••• Von Reinhard Krémer
Die Geschichte des Leiterplattenherstellers Austria Technologie & Systemtechnik AG, kurz AT&S, ist eine der wenigen Erfolgsstorys im Bereich der Hochtechnologie, die man hierzulande finden kann. Sie beginnt in grauer Vorzeit, nämlich 1987 im steirischen Leoben. Sie wurde aus drei schon früher gegründeten Teilunternehmen zusammengeklöppelt – nämlich einer Betriebsstätte der Körting Elektronik in Fehring, auch bekannt für seine Hendln, wo man sich aber nicht der Mast, sondern den Leiterplatten für Fernseher widmete, einem Zweigwerk der Eumig, die einst zu den Perlen der heimischen Technologie zählte, und einer Betriebsstätte der Voest Alpine in Leoben. Die Mutter der drei war seit 1990 die E+E Leiterplattenholding. Um die Geburt zu verstehen, muss man die einst vorherrschenden Gebräuche der heimischen Wirtschaft verinnerlichen: Damals stand der Erhalt von Arbeitsplätzen im Vordergrund, und die Politik unternahm alles, um den zu gewährleisten. Freier Wettbewerb war ein Fremdwort.
Kassetten? Bitte Opa fragen!
In Hinblick auf die Arbeitsplätze war es auch – aus Sicht der Politiker – eine No-na-ned-Entscheidung, die drei strauchelnden Einzelbetriebe aufzufangen und irgendwie weiterzuführen, da sie ja auch – irgendwie – auf dem selben Feld tätig waren: Eumig, eigentlich bekannt für seine Kameras, Radios und Kassettenrekorder (alle nach 1995 Geborenen: bitte den Opa fragen, was das war), unterhielt unter anderem ein Leiterplattenwerk in Fohnsdorf. Auch der Fernsehbauer Körting Elektronik tat dies. Gemeinsam war ihnen auch, dass sie in den 1980er-Jahren des vorigen Jahrhunderts in Turbulenzen gerieten – ein Fall für die Experten aus der Politik, die das Frischgeschlüpfte flugs unter die Fittiche der staatlichen Industrieholding ÖIAG schoben.
Siegeszug beginnt 1994
Die AT&S hatte es also vom Start weg nicht leicht; ihr Siegeszug begann erst, als das Unternehmen 1994 privatisiert wurde und an ein Bieterkonsortium, bestehend aus Helmut M. Zoidl, Willi Dörflinger und Hannes Androsch, ging – ein kongeniales Team, denn Zoidl und Dörflinger waren in den Unternehmen „gewachsen”, und Androsch, den viele noch heute als einen der wenigen wirklich fähigen Finanzminister Österreichs bezeichnen, hatte, obwohl bekennender Sozialdemokrat und ebenso bekennender Lederhosenträger, wirklich Ahnung vom Umgang mit Geld.

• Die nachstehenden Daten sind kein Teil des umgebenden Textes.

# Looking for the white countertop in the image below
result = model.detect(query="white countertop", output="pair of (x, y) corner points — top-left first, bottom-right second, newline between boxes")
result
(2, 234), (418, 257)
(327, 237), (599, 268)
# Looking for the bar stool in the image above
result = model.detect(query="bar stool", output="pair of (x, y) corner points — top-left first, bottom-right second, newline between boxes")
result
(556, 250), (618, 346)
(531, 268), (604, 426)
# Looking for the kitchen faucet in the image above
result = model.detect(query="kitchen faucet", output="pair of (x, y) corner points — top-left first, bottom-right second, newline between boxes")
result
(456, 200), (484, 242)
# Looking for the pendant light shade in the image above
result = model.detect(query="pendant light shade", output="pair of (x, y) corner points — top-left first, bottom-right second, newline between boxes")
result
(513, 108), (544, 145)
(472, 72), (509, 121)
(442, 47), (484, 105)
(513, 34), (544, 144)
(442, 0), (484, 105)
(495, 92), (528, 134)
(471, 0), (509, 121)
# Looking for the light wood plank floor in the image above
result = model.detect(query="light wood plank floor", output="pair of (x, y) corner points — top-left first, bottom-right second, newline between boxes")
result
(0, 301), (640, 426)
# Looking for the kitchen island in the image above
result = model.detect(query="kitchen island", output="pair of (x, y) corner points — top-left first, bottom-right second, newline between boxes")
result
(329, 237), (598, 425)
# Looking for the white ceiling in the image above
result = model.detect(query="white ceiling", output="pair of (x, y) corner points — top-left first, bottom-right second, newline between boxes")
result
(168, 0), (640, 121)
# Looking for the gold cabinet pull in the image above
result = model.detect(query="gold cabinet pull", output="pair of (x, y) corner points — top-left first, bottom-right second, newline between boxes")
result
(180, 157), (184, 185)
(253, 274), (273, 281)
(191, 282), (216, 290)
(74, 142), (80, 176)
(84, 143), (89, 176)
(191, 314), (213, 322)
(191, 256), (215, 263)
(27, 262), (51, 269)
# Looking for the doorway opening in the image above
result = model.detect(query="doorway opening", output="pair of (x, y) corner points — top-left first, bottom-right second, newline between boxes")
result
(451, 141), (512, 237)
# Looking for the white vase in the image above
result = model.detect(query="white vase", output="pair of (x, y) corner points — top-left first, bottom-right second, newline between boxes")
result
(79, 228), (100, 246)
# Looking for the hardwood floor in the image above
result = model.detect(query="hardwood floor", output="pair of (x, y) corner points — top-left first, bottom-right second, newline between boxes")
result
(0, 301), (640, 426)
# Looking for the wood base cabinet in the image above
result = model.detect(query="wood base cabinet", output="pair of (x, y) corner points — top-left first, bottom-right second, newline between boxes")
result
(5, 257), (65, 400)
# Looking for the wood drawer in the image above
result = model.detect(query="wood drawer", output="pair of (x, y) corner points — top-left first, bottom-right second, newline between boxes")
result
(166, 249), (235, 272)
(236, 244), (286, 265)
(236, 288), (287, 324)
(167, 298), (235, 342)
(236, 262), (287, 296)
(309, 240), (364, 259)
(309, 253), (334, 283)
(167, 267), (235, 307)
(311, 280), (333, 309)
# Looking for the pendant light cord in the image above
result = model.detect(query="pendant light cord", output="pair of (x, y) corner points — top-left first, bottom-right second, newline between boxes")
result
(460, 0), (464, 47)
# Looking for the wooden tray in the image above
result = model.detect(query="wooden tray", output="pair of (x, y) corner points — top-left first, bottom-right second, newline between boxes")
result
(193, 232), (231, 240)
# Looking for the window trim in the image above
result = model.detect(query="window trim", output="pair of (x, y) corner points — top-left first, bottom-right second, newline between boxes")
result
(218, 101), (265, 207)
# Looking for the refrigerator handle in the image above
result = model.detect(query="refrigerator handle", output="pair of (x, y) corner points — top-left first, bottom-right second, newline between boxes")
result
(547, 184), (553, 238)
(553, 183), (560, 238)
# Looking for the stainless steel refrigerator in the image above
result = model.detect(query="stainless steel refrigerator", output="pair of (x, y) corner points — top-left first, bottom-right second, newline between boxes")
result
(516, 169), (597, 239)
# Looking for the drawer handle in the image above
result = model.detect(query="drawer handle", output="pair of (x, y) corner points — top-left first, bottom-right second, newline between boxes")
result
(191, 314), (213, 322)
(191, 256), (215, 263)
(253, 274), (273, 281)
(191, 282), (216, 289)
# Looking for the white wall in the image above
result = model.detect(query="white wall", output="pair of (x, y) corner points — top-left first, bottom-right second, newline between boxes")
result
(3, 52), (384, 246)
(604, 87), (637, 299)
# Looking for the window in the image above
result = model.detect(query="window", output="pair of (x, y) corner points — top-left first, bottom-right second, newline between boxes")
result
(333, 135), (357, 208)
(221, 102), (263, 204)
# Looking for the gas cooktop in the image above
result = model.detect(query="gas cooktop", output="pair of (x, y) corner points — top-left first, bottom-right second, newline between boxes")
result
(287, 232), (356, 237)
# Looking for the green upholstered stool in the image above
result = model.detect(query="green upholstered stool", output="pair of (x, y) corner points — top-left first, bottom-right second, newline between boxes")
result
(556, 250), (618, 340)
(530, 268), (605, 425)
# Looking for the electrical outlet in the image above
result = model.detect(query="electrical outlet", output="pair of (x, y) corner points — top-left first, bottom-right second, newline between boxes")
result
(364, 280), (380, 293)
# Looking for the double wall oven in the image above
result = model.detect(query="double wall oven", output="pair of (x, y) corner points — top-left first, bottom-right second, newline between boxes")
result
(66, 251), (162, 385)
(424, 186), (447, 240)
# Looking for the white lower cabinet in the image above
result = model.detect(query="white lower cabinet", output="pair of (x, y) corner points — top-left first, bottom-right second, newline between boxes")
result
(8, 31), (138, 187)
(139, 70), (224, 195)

Die drei taten, was Kapitalisten so tun – und brachten AT&S an die Börse.
Deutschland und China
Damit begann der Aufstieg des Unternehmens, der noch immer anhält: Neue Werke in Deutschland, aber auch in China, wurden eröffnet und Kooperationen mit großen internationalen Unternehmen geschlossen. 1999 ging man an die Frankfurter Börse im Segment Neuer Markt, schnappte sich Indal Electronics Ltd, den größten indischen Leiterplattenhersteller in Nanjangud, und formte daraus die AT&S India Private Ltd.
2002 wurde die AT&S weltweiter Lieferant für Supertanker wie Nokia (ja, zum Anfang des Millenniums war das noch so) und Siemens – Arbeitsplätze in reicher Zahl wurden geschaffen. Im selben Jahr lief die Produktion im neuen Werk in Shanghai, einem der modernsten HDI-Werke der Welt, vom Stapel. 2003 wurde die AT&S Asia Pacific Ltd. in Hongkong gegründet, und weil Asien ein Wachstumsmarkt ist, wo man beim Absatz aber immer auch nach Westen schielt, expandierte man gleich auch noch in Korea und Indien.
Konsequenterweise wurde ab 2011 ein neues Werk in Chongqing, China, errichtet und die Kapazität in Shanghai um 30% hochgefahren. An dieser Stelle muss man darauf hinweisen, und sei es nur rein aus patriotischem Stolz, dass die AT&S unter CEO Andreas Gerstenmayer einer der globalen Technologieführer mit weltweit rund 7.500 Mitarbeitern in einem asiatisch dominierten, extrem kostenkompetitiven Umfeld ist.